Août 1992. Une vallée perdue quelque part dans l’Est, des hauts-fourneaux qui ne brûlent plus, un lac, un après-midi de canicule. Anthony a quatorze ans, et avec son cousin, pour tuer l’ennui, il décide de voler un canoë et d’aller voir ce qui se passe de l’autre côté, sur la fameuse plage des culs-nus.

Au bout, ce sera pour Anthony le premier amour, le premier été, celui qui décide de toute la suite.
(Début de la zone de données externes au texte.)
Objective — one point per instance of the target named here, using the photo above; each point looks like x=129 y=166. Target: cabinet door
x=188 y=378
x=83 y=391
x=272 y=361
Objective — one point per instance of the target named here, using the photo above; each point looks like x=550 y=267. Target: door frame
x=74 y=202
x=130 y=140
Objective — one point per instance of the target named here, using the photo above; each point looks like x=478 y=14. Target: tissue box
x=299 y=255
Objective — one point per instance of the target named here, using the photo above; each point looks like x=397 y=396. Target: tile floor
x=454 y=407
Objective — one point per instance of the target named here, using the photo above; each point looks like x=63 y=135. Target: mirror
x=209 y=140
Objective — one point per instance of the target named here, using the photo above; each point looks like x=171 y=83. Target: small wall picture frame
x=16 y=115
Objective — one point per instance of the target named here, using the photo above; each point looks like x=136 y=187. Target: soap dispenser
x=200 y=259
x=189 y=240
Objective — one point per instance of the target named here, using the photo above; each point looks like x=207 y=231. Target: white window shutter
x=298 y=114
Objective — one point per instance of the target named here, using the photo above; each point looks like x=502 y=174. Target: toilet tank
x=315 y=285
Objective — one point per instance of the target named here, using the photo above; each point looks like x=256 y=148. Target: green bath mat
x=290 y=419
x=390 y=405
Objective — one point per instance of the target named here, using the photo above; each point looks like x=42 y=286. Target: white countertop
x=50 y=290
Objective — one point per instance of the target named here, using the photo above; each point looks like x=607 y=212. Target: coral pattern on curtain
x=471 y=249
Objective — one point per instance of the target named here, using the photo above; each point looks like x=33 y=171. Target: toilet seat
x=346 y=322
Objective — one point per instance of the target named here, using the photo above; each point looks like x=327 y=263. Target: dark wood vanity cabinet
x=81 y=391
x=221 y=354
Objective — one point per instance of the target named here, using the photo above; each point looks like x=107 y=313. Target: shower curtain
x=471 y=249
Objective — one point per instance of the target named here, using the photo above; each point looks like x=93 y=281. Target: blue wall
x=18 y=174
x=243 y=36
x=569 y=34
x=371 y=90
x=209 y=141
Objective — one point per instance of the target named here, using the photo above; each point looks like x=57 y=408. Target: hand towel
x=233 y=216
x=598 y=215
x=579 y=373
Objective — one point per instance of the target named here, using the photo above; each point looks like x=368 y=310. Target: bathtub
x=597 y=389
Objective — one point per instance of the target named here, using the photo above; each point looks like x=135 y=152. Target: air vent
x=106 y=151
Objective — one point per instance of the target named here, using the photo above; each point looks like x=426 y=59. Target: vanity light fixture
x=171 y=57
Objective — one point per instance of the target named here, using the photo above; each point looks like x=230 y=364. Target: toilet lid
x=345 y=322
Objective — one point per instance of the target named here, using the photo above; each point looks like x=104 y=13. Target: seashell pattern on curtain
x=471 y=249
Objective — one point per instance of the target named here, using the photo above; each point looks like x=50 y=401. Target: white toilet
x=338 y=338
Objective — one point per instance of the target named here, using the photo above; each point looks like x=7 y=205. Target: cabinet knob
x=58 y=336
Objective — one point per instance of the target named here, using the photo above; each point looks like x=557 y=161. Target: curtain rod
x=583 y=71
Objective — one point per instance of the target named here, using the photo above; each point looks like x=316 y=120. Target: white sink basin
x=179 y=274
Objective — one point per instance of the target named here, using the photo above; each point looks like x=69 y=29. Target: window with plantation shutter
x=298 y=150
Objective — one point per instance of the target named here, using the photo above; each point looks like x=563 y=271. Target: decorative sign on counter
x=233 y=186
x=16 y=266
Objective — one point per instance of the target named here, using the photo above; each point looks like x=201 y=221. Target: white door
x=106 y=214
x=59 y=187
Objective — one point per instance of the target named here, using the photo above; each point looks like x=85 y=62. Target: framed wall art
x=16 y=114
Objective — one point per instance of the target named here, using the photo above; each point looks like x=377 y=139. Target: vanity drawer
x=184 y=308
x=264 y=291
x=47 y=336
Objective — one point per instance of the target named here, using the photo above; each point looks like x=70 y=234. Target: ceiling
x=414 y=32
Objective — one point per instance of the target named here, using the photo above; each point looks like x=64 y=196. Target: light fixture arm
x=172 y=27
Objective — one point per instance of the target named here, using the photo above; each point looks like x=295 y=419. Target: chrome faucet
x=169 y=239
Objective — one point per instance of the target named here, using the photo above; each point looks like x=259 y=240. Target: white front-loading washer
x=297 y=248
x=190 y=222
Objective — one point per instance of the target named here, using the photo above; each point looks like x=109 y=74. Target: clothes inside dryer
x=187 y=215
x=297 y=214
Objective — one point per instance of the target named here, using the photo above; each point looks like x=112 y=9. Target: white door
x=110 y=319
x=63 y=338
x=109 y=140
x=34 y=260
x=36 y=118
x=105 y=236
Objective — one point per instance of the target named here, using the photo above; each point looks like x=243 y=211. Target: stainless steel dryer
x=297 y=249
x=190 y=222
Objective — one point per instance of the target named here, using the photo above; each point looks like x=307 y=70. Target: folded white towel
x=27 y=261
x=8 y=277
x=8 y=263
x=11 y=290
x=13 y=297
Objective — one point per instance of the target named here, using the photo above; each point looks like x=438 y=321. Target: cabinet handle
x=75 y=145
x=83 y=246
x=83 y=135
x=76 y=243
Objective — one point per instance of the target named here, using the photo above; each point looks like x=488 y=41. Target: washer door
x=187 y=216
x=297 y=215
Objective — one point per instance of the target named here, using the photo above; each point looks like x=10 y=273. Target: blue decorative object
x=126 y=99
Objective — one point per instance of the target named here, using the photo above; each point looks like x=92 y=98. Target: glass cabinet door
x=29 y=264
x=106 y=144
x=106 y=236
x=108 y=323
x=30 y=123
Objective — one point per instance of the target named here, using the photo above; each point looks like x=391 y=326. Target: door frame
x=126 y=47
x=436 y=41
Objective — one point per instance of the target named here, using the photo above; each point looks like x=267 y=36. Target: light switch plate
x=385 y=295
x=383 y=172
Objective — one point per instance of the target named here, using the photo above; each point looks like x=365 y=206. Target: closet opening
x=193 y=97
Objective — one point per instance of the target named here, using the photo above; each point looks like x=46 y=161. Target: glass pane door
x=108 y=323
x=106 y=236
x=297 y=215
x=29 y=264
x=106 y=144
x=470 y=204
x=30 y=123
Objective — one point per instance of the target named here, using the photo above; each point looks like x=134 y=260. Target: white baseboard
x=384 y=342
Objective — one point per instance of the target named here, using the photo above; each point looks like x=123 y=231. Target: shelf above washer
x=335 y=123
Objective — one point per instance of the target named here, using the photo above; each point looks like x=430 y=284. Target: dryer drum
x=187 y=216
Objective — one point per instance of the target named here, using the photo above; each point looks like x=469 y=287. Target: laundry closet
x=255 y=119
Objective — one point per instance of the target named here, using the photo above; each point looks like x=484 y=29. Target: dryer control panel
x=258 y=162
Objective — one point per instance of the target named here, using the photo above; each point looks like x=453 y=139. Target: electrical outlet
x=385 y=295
Ce sera le drame de la vie qui commence.

Mon avis

J'ai, sur ce site, une forte tendance à me plaindre du niveau actuel de la littérature française contemporaine, lorsque je la compare à son homologie américaine, si riche, si vivante, si préoccupée par les évolutions de l'Amérique moderne.
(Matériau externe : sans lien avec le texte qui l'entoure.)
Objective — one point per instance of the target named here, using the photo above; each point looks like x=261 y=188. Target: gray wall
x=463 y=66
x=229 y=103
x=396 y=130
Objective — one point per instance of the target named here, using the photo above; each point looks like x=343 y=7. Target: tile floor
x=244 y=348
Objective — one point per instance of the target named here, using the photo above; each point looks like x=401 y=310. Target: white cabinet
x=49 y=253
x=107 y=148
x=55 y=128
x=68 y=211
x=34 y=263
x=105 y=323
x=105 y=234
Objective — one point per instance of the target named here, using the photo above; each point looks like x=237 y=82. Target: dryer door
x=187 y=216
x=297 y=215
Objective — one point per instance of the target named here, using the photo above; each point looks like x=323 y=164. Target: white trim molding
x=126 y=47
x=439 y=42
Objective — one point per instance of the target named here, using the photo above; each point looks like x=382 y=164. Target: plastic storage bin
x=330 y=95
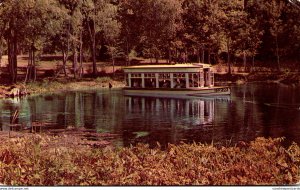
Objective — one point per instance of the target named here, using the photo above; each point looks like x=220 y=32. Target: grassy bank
x=63 y=84
x=32 y=161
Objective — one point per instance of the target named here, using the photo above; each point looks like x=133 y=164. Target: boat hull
x=178 y=93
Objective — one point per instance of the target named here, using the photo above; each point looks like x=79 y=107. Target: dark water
x=253 y=110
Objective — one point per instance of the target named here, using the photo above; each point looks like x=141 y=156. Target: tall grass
x=31 y=161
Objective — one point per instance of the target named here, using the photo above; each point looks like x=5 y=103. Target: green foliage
x=31 y=161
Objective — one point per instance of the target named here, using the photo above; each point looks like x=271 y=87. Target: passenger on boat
x=177 y=84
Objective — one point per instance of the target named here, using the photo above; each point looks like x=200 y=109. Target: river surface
x=253 y=110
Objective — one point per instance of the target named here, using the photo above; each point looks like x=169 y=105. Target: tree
x=202 y=27
x=151 y=25
x=233 y=20
x=100 y=19
x=44 y=18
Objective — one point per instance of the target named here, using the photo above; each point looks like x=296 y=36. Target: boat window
x=164 y=76
x=194 y=80
x=136 y=82
x=136 y=75
x=149 y=75
x=150 y=80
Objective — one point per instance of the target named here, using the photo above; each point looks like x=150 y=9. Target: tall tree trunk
x=65 y=59
x=228 y=57
x=28 y=70
x=244 y=60
x=127 y=51
x=252 y=68
x=170 y=53
x=33 y=63
x=198 y=55
x=202 y=54
x=93 y=46
x=80 y=57
x=208 y=58
x=12 y=56
x=75 y=60
x=277 y=53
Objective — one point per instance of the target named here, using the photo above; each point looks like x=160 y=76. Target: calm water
x=270 y=110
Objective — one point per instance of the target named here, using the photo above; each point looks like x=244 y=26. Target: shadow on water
x=254 y=110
C'est donc avec une joie profonde que je suis en mesure de saluer le second roman de Nicolas Mathieu qui se hisse, sans problème à ce niveau d'excellence.

Leurs enfants après eux, c'est un très épais roman (près de 600 pages), couronné par le prix Goncourt en 2018.

Avec une ambition qu'il faut saluer, Nicolas Mathieu entreprend de raconter, en quatre époques situées dans les années 90, le destin d'une multitude de personnages évoluant dans le grand Nord français, cette région sinistrée par la désindustrialisation.

Je dis bien une multitude car, si les personnages principaux sont tous des adolescents en train de basculer dans l'âge adulte, c'est aussi l'histoire de leurs parents, de leurs cousins, que raconte l'auteur.

Pour tous, une destinée qui semble les condamner à la paupérisation, la délinquance, l'alcoolisme, le chômage.

Aucune perspective d'ascenseur social - suivant l'expression des politiques, aujourd'hui -, ils sont tous condamnés à végéter, rester piégés dans le filet serré de leur classe sociale.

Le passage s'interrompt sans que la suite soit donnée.